Twitter’s former head of security has filed a lawsuit against Mr.
Lawyers representing Alan Rosa, Twitter’s former global head of security, information technology and privacy, filed a lawsuit late Tuesday in U.S. District Court in New Jersey with Mr. filed a complaint against. At the time of his hire, Rosa, who was based in New Jersey, was responsible for Twitter’s global security and his IT teams, which are comprised of his 500 employees spread across the United States.
Rosa’s suit, like other recent lawsuits brought by former Twitter employees, is based on the massive cost-cutting efforts Musk undertook after he acquired the company for $44 billion (later renamed it X). It emanates from the beginning.
Rosa said security chiefs believed Davis would take Musk’s orders and compromise the company’s ability to comply with various obligations and regulations, including the Federal Trade Commission’s Consent Decree and the Digital Services Act (DSA). The company claimed to have undertaken a number of cost-cutting measures. ) established by the European Commission. European law requires certain big tech platforms to document and monitor illegal online content, with penalties of up to 6% of annual revenue for non-compliance.
Rosa said Davis wanted to stop paying for an “ethical hacking program called ‘HackerOne'” and other “vulnerability management software” that the company needed to comply with Twitter’s FTC Consent Decree. the lawyers wrote.
“Mr. Davis, like Mr. Musk, ignored Twitter’s FTC Consent Order and began reducing Twitter’s products and services that support and comply with Twitter’s FTC Consent Order,” the lawyers wrote.

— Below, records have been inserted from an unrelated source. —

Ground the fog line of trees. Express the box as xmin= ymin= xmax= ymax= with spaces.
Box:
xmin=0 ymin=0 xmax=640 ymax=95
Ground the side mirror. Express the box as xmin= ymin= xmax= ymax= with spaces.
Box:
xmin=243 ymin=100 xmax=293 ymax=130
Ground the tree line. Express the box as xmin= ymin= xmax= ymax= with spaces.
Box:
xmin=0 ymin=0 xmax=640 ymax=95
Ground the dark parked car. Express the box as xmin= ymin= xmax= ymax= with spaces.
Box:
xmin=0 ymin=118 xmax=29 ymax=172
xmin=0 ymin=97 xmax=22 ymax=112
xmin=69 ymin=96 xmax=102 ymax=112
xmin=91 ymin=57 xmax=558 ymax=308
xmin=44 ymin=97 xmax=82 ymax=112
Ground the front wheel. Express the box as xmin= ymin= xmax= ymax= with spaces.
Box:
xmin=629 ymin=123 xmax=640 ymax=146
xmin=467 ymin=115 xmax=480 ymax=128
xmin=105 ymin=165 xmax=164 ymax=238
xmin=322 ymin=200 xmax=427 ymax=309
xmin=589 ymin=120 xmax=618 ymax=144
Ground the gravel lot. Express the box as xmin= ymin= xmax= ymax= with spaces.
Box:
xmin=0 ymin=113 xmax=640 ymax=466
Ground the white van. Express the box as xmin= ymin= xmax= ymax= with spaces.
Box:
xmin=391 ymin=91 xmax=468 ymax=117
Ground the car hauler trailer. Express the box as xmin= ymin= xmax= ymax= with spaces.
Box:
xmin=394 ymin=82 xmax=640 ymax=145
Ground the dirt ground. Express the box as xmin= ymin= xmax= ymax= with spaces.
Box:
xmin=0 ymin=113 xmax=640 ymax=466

Davis also instructed Rosa to stop using it. sales forceRosa said this was a problem because the software contained data that the company needed to share with law enforcement.
“Plaintiffs objected to the directive to shut down Salesforce because doing so would violate the DSA and impair the company’s ability to ‘adequately respond to law enforcement investigations,'” the lawsuit said.
Additionally, Rosa said Davis ordered Twitter’s head of security to “reduce the physical security budget by an additional 50% by midnight,” but that action “was taken in hours, not days.” he claimed. Rosa argued that the cuts “pose a serious risk to public safety.”
“The physical building, which he had to immediately unsecure, contained over 800 laptops and other electronic devices that were placed on court-ordered legal hold. The court order required the company to ensure that physical data on laptops and other electronic devices was preserved.The building was preserved and was not removed, destroyed or altered in any way, the lawyers said. is written in the submitted documents.
Rosa claimed he was fired days after he raised his objections, saying, “I had done nothing wrong to warrant termination, so I was terminated in an inexplicable manner.”
Rosa also said that Mr.
Mr. Rosa entered into an arbitration agreement with Company X, but his lawyers were ordered to do so because the company “refuses to pay a portion of the arbitration costs,” leaving Mr. Rosa no choice but to sue. said.
The lawyers allege that X violated several employee laws, including the New Jersey Conscientious Employee Protection Act, New York and California labor regulations, and the Worker Adjustment and Retraining Notification (WARN) Act. ing.
Ms. Rosa seeks unspecified compensatory and punitive damages relief.
A spokesperson for Company X did not respond to a request for comment.
In October, former Twitter software engineer Yao Yue filed a lawsuit against the company, claiming that the company fired her in violation of the National Labor Relations Act. Yue claimed to have helped organize her colleagues who were concerned about Musk’s immediate changes to various work policies.